In the light of their extraordinary, almost-immediate effects, Bell’s BP meds and the warfarin I took seem to be as magical in their properties as Behl would like dancing and naps to be. Bell quotes Judith Lasater, in fact, who calls the meds “magic”.
But we mustn’t confuse the layperson’s lack of education with older forms of mystification. What we have to be clear on is that the mechanisms of this magic come from an altogether different process than those that brought us asana, pranayama, mantra and meditation and the nationalistic, colonialist, romantic, capitalistic forces that have prematurely presented them to the world health care market as universal therapies.
Scientism can indeed have its own magical air about it. How different is that scrawled latinate scrip from the mantra in a language you can’t read? But in direct opposition to the yogic arts scientific method is self-consciously directed away from the indeterminates of mythopeoic subjectivity. It has emerged in forthright resistance to the less constant or repeatable magic that preceded it.
There is nothing in the supremely useful collection of yogic arts that can be tested in the same way as the most basic pharmacological compound must be tested, with the same placebo controls and double-blinding techniques that verified the success of the polio vaccine. You can’t have a control group that thinks they’re doing yoga, when they’re really not doing yoga. Yogic experience cannot be peer-reviewed. I’m cool with anyone who calls yoga a “science”, as long as we’ve just gotten out of my Delorian in 1920s Calcutta.
Am I saying that the intuitions of yogic inquiry are meaningless? Of course not. We practice and sometimes become less reactive. We practice and sometimes become more connective, more intersubjective. We practice and sometimes worlds shimmer, open and close. We practice and sometimes we can slow down and remember things. (Sometimes this isn’t good.) And when we vaccinate a child, they don’t get diphtheria.
We who practice today are an inextricable braiding of breath and penicillin, yoga straps and seatbelts, coconut oil and fluoride, prenatal yoga classes and pitocin, meditation and ritalin, pennyroyal and advil, breastmilk and formula, organic and processed, essential oils and anticoagulants. We are privileged enough to live in several different worlds at a time and most of us use every influence — and like the memory and family we contain, not without conflict.

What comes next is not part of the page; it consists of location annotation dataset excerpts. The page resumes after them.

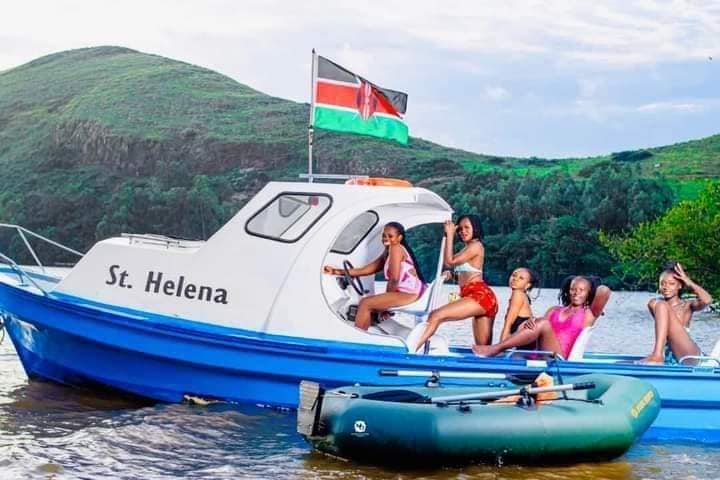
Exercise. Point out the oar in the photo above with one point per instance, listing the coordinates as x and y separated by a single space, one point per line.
442 374
515 391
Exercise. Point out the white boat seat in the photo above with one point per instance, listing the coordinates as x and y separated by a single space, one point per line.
578 351
438 343
430 299
712 360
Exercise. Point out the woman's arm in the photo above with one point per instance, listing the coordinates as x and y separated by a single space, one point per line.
602 295
395 258
514 307
372 267
703 297
465 255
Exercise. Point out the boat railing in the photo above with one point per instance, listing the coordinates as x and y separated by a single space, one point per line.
25 235
700 361
162 240
533 354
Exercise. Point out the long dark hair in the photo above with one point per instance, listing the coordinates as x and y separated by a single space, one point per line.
476 224
564 295
669 268
534 282
401 231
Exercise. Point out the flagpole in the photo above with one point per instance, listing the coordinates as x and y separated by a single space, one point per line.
313 75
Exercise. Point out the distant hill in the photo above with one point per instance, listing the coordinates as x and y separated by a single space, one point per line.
99 140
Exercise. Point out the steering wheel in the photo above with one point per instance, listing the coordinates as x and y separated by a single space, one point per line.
355 282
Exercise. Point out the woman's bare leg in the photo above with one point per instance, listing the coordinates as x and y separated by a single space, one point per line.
482 330
380 302
542 332
457 310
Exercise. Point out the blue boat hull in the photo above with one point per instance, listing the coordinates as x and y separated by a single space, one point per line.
76 342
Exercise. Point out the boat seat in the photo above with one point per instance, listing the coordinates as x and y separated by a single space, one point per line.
712 360
578 350
438 343
428 301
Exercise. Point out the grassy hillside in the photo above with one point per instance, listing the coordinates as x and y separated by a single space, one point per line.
102 140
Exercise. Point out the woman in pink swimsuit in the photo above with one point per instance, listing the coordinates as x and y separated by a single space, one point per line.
405 282
583 301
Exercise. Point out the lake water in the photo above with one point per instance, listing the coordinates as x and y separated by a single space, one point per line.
53 432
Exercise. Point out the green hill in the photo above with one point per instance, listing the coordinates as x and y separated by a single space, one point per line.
102 140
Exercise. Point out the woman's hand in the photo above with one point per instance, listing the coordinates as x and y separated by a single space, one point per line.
450 228
681 275
331 270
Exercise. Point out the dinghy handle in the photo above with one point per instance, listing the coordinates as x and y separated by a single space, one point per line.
442 374
443 400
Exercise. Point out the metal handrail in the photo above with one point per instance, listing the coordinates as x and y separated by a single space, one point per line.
22 231
700 359
21 273
161 239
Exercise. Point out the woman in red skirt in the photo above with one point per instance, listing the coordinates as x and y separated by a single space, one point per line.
477 300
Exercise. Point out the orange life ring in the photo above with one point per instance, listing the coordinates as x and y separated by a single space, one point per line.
379 182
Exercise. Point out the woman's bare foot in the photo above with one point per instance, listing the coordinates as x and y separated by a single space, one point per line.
484 350
653 359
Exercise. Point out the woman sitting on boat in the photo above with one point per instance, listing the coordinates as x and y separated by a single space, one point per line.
672 315
521 282
405 281
583 300
477 300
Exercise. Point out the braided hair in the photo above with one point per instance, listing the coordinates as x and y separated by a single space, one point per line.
401 231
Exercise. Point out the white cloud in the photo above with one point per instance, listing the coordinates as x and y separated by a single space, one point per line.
494 94
680 107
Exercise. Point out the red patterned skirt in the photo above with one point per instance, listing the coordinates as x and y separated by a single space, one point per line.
479 291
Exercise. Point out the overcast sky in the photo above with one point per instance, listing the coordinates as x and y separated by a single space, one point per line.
539 77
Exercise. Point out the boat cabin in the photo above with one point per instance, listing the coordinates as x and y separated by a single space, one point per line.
262 271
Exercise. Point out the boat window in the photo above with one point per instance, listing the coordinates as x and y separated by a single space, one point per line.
288 216
355 232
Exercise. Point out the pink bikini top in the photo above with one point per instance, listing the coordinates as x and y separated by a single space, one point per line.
567 330
408 283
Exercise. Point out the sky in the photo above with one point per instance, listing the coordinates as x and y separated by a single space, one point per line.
544 78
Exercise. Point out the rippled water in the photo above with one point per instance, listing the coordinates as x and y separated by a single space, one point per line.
49 431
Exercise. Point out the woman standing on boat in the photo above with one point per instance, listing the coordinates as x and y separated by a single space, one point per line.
583 300
405 282
477 300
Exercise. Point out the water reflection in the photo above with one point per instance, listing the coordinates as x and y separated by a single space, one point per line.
50 431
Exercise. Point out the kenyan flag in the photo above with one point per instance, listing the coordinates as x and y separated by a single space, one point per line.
346 102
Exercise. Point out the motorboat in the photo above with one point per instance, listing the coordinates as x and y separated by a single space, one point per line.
248 314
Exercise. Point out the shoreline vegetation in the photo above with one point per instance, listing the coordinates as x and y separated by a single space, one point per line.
125 141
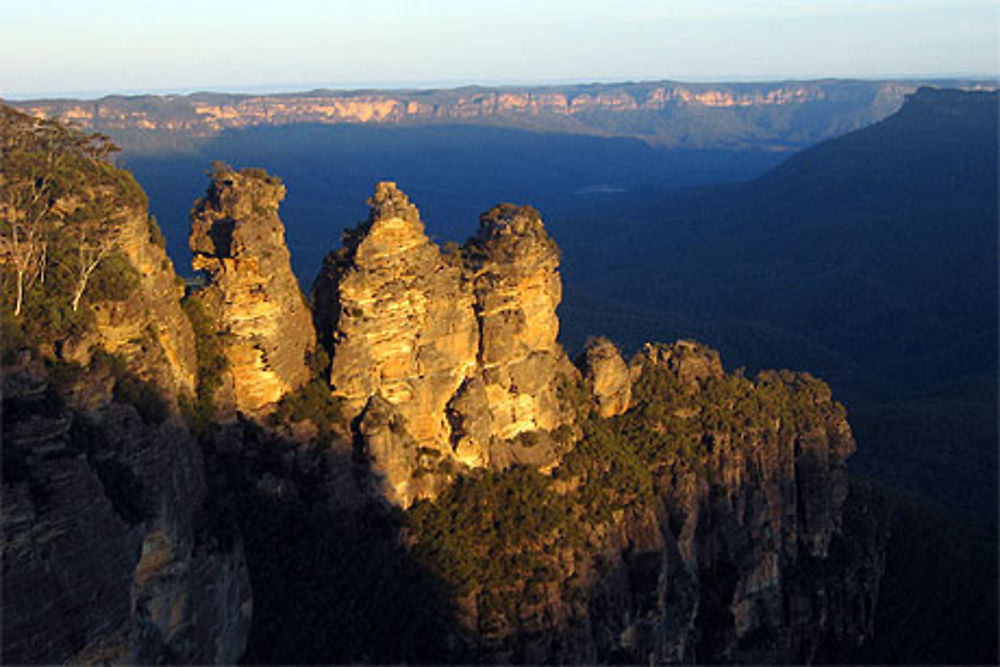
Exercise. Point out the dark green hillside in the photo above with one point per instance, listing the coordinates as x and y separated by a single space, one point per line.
870 258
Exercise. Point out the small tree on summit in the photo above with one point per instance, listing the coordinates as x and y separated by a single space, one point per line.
41 163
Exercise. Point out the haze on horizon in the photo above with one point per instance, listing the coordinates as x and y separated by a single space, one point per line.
69 48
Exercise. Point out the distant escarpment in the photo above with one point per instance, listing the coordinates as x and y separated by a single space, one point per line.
690 115
251 296
444 356
412 472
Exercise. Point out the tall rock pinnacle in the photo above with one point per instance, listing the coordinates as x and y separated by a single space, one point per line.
456 350
252 296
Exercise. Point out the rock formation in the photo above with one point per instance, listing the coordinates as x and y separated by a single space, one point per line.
103 559
747 552
461 344
607 376
251 295
662 511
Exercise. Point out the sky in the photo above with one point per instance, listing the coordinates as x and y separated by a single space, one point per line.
94 47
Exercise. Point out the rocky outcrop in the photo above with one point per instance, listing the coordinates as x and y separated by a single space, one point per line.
103 559
251 295
752 549
607 377
513 266
462 344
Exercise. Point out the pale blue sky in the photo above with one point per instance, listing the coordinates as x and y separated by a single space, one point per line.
98 46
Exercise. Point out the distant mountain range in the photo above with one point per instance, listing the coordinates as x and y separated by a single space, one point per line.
870 259
775 115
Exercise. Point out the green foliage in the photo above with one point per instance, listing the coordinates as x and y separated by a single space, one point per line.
492 527
212 363
313 401
61 202
500 534
145 396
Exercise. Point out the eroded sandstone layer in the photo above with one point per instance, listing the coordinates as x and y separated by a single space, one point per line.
460 345
251 295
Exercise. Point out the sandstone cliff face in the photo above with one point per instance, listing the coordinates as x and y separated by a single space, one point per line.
514 264
251 294
659 112
102 557
607 377
462 344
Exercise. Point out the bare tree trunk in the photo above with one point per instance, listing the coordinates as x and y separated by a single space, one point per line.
20 293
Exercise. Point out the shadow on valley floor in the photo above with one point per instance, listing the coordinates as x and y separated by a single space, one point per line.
333 580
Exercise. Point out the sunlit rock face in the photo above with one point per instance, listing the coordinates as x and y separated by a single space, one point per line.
461 342
253 298
104 559
606 376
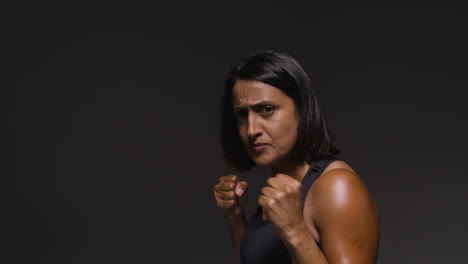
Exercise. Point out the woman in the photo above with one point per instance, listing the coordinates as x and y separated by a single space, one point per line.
314 208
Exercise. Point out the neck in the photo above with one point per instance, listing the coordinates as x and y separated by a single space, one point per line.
293 169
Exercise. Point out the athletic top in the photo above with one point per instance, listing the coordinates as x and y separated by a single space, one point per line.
260 243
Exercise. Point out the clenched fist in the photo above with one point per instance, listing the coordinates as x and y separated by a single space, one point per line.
231 195
281 201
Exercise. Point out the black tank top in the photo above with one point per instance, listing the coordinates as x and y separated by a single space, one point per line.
260 244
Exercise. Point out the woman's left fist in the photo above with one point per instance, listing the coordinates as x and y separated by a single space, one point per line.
281 201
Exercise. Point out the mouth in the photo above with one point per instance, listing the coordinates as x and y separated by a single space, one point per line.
259 147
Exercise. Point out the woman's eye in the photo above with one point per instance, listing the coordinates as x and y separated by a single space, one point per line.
267 109
241 114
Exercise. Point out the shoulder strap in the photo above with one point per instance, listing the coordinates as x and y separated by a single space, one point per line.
313 173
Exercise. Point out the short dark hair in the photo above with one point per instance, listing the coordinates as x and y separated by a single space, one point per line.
314 140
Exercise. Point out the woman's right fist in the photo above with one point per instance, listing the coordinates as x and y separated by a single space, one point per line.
231 195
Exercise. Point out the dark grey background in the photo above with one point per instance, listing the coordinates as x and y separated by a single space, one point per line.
111 117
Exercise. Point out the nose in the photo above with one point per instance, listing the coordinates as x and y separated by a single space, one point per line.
254 126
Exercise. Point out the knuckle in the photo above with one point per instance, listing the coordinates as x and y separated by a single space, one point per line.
280 195
271 202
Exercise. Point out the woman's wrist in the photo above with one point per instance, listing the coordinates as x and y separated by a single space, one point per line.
235 218
296 236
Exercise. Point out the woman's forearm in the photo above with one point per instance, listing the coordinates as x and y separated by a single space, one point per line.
237 226
302 247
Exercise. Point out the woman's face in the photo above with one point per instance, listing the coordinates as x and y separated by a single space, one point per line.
266 120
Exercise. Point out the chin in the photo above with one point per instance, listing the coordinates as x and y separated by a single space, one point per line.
262 162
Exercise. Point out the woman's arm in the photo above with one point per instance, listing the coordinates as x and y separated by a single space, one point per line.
343 213
231 195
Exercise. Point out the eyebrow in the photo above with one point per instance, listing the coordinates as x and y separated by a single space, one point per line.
237 108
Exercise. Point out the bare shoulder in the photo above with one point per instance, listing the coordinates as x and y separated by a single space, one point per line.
344 215
340 188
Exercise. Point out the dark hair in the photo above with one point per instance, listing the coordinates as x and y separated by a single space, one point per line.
313 141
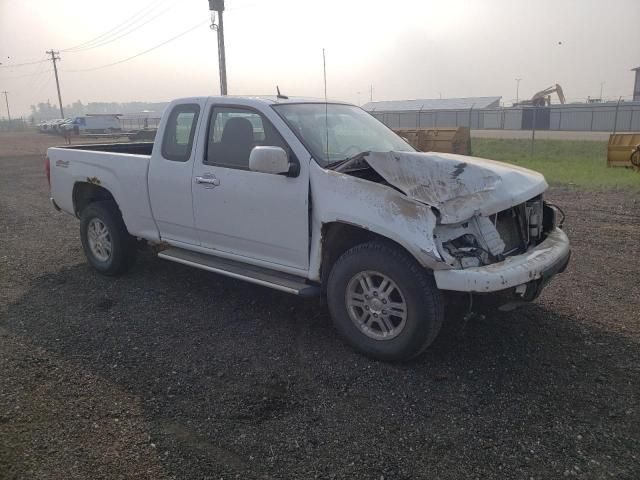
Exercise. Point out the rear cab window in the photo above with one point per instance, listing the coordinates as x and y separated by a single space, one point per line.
179 132
233 132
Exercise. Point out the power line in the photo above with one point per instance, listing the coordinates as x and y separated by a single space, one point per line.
118 28
24 64
143 52
27 75
6 99
121 34
55 57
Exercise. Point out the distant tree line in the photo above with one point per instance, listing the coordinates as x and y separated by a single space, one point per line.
47 111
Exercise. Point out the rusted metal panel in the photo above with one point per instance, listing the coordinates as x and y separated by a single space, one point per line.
620 149
446 140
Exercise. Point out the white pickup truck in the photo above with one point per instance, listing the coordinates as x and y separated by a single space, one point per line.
316 198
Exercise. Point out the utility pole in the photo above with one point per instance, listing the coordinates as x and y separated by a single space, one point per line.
6 99
218 7
55 57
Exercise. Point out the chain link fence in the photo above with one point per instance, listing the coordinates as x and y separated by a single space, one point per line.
605 117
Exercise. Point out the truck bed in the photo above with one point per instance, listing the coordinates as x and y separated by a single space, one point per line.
120 168
132 148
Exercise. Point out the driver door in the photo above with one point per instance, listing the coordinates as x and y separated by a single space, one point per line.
259 216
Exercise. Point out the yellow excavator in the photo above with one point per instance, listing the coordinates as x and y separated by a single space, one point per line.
543 97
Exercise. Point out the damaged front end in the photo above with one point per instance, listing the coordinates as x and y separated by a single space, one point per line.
494 231
484 240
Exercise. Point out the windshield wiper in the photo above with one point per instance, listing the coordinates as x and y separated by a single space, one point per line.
354 158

But there are those in yoga culture who cannot accept that they live in multiple worlds with many streams of mutually repellant knowledge. (For a sampling, check out my Facebook post of Bell’s article.) Some people can say, probably while sipping FDA-regulated tea: “Sanatana Dharma is a complete and perfect collection of lessons and prescriptions for complete health, evolution and enlightenment.” So we can all just pack it up, I guess. Climate change, Ebola — thank goodness everything’s taken care of.
It doesn’t feel safe when you want to know for sure what will work for you and someone else, and you suspect that you can’t. Will you double down on the certainty that polarizes your gut and your community? Will you turn the lab coat into a torture bib, and the dhoti into an angel’s garment? Or vice-versa?
In the end, the doctor and the sage worth their titles tell you the same maddening but ultimately liberating thing: you need help to see yourself clearly, and no method is complete. But which of them will be transparent, look you in the eye, make you feel heard, and make the methods you will explore together open-source? Which one will empower you with the tools to build evidence you can really share? In your moment of need, will they shake hands with each other at your bedside?